* EPS C$0.58 vs analyst forecast of C$0.57
* Says Q1 results are “very satisfying” given environment
* Shares up 0.8 pct at C$26.17 (Recasts, adds dividend, details)
By Andrea Hopkins
TORONTO, May 6 (Reuters) -Industrial Alliance Insurance and Financial Services Inc IAG.TO said on Wednesday quarterly profit fell 25 percent, but the shares rose on hopes that rising equity markets could boost the Canadian life insurer’s outlook.
While the country’s life insurers have outperformed U.S. peers since the start of the credit crunch last year, equity market exposure has hurt earnings and sales have suffered due to the the weak economy.
Industrial Alliance, Canada’s fourth-biggest publicly traded life insurer, said the stock market downturn and gloomy economic environment in the first quarter sharply eroded earnings.
Premiums and mutual fund deposits fell 13 percent to C$1.24 billion as a rise in group premiums failed to offset a drop in consumer appetite for savings and investment products.
Scotia Capital analyst Tom MacKinnon said sales were a bit weaker than expected but credit hits not as bad.
“The percentage of fixed income securities trading below 80 percent of costs for more than six months has nearly tripled quarter over quarter, so I think there still could be credit issues going forward,” MacKinnon said.
“But capitalization is fine and, if anything, with the uptick in equity markets, I suspect that their company consensus EPS estimates could go up,” he said.

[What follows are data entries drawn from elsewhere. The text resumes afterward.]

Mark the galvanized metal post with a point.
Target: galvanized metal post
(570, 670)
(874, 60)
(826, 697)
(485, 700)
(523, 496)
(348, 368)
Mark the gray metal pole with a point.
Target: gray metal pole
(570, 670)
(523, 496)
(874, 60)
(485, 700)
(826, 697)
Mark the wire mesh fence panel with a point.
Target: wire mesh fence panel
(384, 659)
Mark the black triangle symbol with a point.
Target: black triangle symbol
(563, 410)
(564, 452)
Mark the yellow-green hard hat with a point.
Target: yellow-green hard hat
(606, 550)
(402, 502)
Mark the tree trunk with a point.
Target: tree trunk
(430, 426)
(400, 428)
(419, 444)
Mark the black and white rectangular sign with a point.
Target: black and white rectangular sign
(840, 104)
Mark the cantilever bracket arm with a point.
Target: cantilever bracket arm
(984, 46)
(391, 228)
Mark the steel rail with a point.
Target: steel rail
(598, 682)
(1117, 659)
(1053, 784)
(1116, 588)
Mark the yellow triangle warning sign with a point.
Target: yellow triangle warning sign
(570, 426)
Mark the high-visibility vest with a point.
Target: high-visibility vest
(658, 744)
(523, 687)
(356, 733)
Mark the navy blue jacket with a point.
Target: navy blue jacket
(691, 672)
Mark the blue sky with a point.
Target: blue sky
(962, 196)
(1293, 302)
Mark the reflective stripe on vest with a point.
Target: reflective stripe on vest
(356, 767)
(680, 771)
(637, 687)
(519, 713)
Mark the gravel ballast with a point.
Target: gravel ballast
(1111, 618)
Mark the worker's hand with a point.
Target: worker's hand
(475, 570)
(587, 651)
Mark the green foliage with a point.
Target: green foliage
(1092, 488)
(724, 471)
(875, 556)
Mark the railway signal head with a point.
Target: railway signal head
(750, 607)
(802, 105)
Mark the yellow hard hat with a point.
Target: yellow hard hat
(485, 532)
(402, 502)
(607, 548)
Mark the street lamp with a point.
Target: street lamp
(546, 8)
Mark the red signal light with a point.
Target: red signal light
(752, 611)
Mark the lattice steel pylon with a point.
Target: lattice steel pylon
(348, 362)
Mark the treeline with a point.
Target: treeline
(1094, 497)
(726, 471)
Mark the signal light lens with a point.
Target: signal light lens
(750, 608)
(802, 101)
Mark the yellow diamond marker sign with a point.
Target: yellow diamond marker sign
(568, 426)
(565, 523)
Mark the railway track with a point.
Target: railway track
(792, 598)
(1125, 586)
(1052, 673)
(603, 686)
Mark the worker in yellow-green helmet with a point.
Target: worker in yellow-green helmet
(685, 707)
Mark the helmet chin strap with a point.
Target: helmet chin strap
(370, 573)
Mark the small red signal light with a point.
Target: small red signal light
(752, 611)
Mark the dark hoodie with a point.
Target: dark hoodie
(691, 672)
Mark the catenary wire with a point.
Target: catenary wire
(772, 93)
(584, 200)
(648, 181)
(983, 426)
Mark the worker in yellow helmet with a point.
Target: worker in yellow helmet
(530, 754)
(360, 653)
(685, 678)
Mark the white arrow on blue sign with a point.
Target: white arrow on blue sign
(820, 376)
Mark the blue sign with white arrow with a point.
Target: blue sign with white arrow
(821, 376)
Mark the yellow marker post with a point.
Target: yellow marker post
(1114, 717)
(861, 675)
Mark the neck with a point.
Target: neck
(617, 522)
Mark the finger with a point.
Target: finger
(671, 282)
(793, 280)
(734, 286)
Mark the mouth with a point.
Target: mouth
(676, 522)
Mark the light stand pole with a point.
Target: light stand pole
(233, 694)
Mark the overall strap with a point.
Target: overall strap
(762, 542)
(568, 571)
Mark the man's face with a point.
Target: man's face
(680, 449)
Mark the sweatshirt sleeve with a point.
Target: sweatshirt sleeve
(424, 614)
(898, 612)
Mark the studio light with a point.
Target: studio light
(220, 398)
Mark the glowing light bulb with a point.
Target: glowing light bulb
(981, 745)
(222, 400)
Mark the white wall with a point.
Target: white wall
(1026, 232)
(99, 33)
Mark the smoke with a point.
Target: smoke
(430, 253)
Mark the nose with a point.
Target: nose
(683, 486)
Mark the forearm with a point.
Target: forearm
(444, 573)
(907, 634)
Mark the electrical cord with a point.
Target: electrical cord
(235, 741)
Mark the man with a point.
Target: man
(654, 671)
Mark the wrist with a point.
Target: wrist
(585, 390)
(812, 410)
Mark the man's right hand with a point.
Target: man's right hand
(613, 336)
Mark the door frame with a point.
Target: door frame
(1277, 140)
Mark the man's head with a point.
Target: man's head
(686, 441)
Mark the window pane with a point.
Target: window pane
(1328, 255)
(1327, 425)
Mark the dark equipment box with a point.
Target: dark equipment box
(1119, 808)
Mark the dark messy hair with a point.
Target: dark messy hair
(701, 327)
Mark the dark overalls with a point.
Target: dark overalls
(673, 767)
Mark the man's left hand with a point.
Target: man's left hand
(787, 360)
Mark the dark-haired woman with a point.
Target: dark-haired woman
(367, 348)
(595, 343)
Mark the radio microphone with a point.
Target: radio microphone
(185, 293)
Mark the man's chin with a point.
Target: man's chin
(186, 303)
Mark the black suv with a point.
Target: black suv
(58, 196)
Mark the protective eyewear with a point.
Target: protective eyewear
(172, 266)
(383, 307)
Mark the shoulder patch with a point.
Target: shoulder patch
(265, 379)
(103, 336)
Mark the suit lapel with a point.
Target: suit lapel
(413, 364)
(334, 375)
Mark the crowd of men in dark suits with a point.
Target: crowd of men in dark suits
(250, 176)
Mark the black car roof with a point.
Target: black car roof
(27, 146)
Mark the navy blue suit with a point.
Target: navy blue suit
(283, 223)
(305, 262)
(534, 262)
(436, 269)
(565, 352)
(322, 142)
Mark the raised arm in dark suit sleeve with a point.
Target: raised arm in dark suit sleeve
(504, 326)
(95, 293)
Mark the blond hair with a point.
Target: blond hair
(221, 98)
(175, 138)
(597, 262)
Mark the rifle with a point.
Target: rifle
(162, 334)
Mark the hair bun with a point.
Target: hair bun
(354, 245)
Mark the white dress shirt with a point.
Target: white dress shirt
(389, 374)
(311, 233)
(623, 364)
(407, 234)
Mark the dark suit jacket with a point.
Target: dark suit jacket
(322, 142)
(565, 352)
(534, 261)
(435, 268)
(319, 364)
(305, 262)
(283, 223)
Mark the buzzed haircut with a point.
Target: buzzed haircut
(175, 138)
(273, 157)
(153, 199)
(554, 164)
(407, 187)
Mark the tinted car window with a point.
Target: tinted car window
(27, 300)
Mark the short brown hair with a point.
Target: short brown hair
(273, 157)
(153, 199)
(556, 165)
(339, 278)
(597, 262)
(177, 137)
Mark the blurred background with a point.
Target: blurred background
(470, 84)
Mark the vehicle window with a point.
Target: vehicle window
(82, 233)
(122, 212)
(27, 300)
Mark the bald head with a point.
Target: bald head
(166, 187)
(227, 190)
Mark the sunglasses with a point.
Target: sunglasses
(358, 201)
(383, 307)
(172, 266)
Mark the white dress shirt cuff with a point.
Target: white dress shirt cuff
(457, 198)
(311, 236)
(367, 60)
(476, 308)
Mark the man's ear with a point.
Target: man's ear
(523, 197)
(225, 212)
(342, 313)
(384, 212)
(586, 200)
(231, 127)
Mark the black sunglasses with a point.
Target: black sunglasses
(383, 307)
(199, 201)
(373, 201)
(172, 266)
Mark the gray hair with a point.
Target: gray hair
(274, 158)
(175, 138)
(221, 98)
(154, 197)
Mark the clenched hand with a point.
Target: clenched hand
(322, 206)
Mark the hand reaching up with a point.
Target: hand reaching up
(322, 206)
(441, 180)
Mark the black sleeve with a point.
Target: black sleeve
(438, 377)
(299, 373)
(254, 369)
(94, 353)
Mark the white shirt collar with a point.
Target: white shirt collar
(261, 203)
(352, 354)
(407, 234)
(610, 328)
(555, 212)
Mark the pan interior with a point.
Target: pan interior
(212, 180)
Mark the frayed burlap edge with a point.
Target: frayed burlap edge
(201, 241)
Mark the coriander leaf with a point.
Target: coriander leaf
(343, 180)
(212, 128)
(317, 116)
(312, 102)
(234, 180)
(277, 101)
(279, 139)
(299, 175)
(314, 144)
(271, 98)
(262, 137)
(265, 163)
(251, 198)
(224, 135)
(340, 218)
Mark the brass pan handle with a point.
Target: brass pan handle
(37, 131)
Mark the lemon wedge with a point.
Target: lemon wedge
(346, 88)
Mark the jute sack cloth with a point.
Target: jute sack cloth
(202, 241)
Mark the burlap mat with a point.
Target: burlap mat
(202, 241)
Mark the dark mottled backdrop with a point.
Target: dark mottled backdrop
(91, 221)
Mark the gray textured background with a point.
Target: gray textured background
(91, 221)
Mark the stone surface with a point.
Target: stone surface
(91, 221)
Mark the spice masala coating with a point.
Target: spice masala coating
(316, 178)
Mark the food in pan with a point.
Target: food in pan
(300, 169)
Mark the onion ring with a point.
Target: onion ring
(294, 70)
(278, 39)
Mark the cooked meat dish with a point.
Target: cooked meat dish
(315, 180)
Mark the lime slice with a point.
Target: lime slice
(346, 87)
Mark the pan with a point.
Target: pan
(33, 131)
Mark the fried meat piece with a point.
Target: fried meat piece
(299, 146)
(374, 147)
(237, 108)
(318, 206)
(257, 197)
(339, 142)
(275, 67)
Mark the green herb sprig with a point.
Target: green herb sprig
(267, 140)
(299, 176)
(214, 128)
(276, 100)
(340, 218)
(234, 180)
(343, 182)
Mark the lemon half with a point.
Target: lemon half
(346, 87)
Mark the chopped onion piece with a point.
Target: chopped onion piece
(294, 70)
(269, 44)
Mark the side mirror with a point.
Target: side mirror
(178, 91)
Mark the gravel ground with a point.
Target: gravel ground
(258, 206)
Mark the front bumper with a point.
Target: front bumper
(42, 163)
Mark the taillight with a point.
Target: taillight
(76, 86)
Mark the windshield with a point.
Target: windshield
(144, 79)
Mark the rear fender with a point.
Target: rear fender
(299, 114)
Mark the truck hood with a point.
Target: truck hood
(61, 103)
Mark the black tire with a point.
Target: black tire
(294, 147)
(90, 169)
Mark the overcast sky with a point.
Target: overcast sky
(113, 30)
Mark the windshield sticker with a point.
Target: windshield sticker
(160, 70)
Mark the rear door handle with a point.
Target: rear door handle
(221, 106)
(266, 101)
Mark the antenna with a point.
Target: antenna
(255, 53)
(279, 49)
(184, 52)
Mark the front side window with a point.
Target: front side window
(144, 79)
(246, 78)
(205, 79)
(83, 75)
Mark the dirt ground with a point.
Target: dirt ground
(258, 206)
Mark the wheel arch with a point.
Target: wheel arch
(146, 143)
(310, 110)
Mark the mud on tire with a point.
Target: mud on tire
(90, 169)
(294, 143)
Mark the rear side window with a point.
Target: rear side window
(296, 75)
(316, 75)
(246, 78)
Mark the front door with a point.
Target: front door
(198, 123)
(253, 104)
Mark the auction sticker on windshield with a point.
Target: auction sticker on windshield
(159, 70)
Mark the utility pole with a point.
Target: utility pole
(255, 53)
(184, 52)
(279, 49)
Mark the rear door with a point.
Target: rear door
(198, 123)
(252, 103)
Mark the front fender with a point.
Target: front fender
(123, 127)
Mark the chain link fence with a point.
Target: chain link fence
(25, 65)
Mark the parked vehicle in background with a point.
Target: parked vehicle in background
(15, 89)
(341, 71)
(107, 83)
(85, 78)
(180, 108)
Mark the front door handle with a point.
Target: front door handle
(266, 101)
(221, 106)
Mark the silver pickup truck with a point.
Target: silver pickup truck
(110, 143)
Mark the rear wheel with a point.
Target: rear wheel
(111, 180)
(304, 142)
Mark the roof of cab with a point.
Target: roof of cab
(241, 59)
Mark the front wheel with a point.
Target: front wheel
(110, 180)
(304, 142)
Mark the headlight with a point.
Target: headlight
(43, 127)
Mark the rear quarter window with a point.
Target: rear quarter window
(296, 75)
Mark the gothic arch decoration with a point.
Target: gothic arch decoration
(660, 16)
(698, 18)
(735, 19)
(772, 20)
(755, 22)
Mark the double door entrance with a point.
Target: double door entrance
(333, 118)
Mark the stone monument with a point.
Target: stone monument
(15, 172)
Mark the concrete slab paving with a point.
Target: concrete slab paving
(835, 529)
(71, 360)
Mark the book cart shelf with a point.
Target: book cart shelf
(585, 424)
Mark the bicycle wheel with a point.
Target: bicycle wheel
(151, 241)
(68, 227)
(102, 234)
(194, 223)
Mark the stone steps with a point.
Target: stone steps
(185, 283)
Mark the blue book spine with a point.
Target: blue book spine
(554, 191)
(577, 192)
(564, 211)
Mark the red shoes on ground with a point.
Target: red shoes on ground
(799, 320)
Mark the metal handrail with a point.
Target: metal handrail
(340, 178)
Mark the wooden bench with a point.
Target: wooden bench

Equity markets have risen sharply in recent weeks on hopes that the worst of the global economic malaise was over.
Analysts generally consider Industrial Alliance, like other Canadian life insurance companies, adequately capitalized to manage a difficult credit environment.
Net income dropped to C$46.2 million ($39.5 million), or 58 Canadian cents a share, in the three months ended March 31, from C$61.7 million, or 76 Canadian cents, in the same 2008 period.
Analysts had expected a profit of 57 Canadian cents before items, according to Reuters Estimates.
Industrial said a decline in equity market cut earnings by about C$9.9 million, or 12 Canadian cents, while results benefited from a gain of C$7.5 million, or 10 Canadian cents.
Despite the sharp drop in profit, the Canadian insurer said it was satisfied with the results given the tough economy.
“Profits are positive, the return is relatively high, financial strength remains very solid, the quality of investments remains excellent, the company’s book value is growing and we still have enough leeway to absorb significant market downturns,” Chief Executive Yvon Charest said in a statement.
The company boasted an 11.2 percent return on equity, positive net sales in all lines of business and a reinforced solvency ratio of 204 percent, which is above the company’s 175 percent to 200 percent target range.
Industrial’s shares rose 0.8 percent to C$26.17 in midday trade on the Toronto Stock Exchange. The S&P/TSX financial index of banks, insurance companies and asset managers was up 2.0 percent overall.
Industrial Alliance maintained its dividend at 24.5 Canadian cents a share, and said it expects to maintain that level through 2009.
Other big Canadian insurers, including Great-West Lifeco Inc GWO.TO, Sun Life Financial Inc SLF.TO and Manulife Financial Corp MFC.TO are due to release first-quarter results on Thursday.